Varicose veins are an old problem – Hippocrates and the ancient Egyptians wrote about them – and for many seniors, they are an unfortunate rite of passage. Half of all Americans over 50, and two-thirds of women over 60, suffer from those big ropey leg veins. The problem is far more than cosmetic – the pain, swelling and leg fatigue can really discourage an active lifestyle, and severe varicose veins can even cause chronic infections and skin ulcerations.
Memorial—Lufkin and its new Cardiothoracic and Vascular Surgeon, Dr. David Ladden, are introducing breakthrough technology that is successfully treating varicose veins in a matter of minutes. “In the dark ages before the 21st Century, the only surgical treatment was stripping out the saphenous vein, a painful and barbaric procedure that required a general anesthetic and weeks of recovery,” said Dr. Ladden. “Needless to say, most patients avoided that operation if they could, and I still see lots of patients who have been suffering for decades and thought vein stripping was the only alternative. They are delighted to find out that medical technology has finally caught up with varicose veins, and we now have minimally-invasive procedures that can deal with the problem in minutes.”
According to Dr. Ladden, varicose veins generally occur when the valves fail in the primary leg vein, which is called the greater saphenous. Those valves are supposed to push blood back up towards the heart, but when they can not do the job anymore, the blood pools up in the veins. Women with more than two children and people who work on their feet like nurses and teachers are particularly at risk, and heredity and obesity are also factors. “It is a pretty common problem – I have seen patients younger than 30 and older than 90,” said Dr. Ladden.
Dr. Ladden says the breakthrough is catheter technology, the same kind that is used for heart interventions. “Under a local anesthetic, we thread a catheter, about the thickness of a spaghetti noodle, into the vein to heat it from within and seal it off, rather than removing it. The doctor pulls the device through the vein, using either radiofrequency (RF) energy or laser to heat the vein walls and cause them to collapse inward on themselves. Once the vein is sealed, the body automatically re-routes blood flow through healthier vessels and normal circulation is restored. The varicosity symptoms quickly dissipate.”
“The speed and comfort of this technique are amazing to my patients,” said Dr. Ladden. The device, VNUS® ClosureFAST™, uses radiofrequency energy to seal a typical 45-centimeter length of vein (about 14 inches) in three to five minutes. The only discomfort the patient feels is a couple of needle sticks. Patients are encouraged to get up and walk immediately after the procedure, with most returning to normal activity the very next day. The pain and fatigue disappear almost instantly, and the swollen veins begin to deflate in a week or two.

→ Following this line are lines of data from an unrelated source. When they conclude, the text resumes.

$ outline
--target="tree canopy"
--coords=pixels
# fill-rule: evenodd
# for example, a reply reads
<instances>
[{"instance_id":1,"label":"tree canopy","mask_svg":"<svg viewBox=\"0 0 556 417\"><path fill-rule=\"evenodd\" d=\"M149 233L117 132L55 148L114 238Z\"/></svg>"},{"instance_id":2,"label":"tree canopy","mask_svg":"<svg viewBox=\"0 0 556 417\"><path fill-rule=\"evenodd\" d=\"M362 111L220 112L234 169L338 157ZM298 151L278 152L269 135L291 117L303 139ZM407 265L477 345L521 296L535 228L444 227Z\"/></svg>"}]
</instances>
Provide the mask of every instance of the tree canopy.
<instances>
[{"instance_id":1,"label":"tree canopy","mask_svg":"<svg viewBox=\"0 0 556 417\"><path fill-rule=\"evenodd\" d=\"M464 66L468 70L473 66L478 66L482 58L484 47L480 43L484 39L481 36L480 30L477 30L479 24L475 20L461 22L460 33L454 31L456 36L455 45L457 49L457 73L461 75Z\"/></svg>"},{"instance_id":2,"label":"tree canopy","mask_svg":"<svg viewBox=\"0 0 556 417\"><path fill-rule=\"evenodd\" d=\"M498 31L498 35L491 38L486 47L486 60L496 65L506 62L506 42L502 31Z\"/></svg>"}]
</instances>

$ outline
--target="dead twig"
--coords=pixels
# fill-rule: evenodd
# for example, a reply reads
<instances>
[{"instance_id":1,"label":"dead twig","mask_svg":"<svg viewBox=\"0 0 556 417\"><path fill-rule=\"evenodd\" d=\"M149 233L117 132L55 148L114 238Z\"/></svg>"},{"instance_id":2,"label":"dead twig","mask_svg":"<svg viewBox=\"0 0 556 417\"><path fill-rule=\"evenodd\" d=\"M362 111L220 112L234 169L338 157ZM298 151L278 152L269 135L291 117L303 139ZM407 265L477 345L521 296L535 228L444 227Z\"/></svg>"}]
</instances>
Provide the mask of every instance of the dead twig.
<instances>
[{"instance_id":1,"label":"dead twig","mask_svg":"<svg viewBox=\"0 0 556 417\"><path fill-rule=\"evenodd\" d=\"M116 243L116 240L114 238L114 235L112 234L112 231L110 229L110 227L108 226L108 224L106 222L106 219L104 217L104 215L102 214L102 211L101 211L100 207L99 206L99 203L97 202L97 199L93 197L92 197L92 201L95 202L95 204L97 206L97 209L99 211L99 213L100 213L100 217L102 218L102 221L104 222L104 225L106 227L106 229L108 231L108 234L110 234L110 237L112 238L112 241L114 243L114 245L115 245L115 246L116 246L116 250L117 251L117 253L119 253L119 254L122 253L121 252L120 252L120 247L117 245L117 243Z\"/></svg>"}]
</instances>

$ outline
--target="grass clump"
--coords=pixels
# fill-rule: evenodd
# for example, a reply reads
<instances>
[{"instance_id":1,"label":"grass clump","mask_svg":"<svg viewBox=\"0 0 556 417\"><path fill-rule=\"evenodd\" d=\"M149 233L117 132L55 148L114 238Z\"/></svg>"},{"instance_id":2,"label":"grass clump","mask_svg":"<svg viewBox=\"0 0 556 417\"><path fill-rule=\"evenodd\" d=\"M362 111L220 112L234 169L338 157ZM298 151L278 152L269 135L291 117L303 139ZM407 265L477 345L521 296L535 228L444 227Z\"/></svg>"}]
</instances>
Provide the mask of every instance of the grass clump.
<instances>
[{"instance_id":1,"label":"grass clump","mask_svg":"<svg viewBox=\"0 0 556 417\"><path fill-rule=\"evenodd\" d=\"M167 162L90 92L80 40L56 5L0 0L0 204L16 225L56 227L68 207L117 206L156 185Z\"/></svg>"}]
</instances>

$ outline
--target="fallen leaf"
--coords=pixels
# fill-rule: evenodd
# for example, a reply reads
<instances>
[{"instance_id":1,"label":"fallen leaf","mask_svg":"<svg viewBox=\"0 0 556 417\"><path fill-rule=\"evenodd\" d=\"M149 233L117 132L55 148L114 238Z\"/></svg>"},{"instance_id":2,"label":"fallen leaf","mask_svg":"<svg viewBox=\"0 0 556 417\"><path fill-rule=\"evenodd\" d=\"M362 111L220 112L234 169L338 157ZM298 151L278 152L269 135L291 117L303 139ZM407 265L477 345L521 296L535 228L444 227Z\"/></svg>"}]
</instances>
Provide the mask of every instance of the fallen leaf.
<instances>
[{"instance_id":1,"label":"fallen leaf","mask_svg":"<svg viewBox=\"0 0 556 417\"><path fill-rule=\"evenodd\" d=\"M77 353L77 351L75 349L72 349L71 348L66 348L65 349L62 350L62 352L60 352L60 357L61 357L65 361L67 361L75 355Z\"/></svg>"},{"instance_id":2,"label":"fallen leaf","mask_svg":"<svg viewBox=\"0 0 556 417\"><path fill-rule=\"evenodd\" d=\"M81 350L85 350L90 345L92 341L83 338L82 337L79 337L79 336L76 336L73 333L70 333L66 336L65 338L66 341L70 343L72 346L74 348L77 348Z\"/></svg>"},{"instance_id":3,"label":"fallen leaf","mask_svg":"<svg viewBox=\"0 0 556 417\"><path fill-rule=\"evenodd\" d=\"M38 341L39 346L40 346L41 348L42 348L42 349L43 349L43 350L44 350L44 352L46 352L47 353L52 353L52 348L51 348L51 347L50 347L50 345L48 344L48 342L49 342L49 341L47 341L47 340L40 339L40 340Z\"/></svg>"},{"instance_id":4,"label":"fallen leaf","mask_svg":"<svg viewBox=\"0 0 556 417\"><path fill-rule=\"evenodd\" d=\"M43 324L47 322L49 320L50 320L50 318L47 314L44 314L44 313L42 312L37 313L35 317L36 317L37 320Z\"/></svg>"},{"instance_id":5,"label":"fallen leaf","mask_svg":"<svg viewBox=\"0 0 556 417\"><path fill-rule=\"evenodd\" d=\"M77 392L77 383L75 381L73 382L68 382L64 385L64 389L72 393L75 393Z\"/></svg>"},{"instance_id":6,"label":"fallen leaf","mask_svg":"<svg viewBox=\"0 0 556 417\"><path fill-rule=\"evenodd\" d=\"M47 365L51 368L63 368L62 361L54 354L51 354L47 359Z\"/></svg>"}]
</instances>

Dr. Ladden says he prefers the RF device to the older laser catheters because the lasers operate at extremely high temperatures – over 800 degrees Fahrenheit – and that can be traumatic to the tissues, causing pain and bruising. RF operates at much lower temperatures and it’s far more comfortable for the patient.
This procedure is considered a medical necessity, rather than cosmetic surgery, so it is covered by Medicare and most insurers. That clears away the one final barrier to longtime varicose vein sufferers seeking treatment. More men than ever before are requesting the procedure – having one’s varicose veins treated is no longer considered unmanly. And there has been significant interest in the technology from active seniors in their 70s and 80s – their middle-aged children are undergoing the procedure, and when the parents see the results, they want the treatment themselves. “I have had patients tell me they are wearing shorts for the first time in 40 years,” said Dr. Ladden.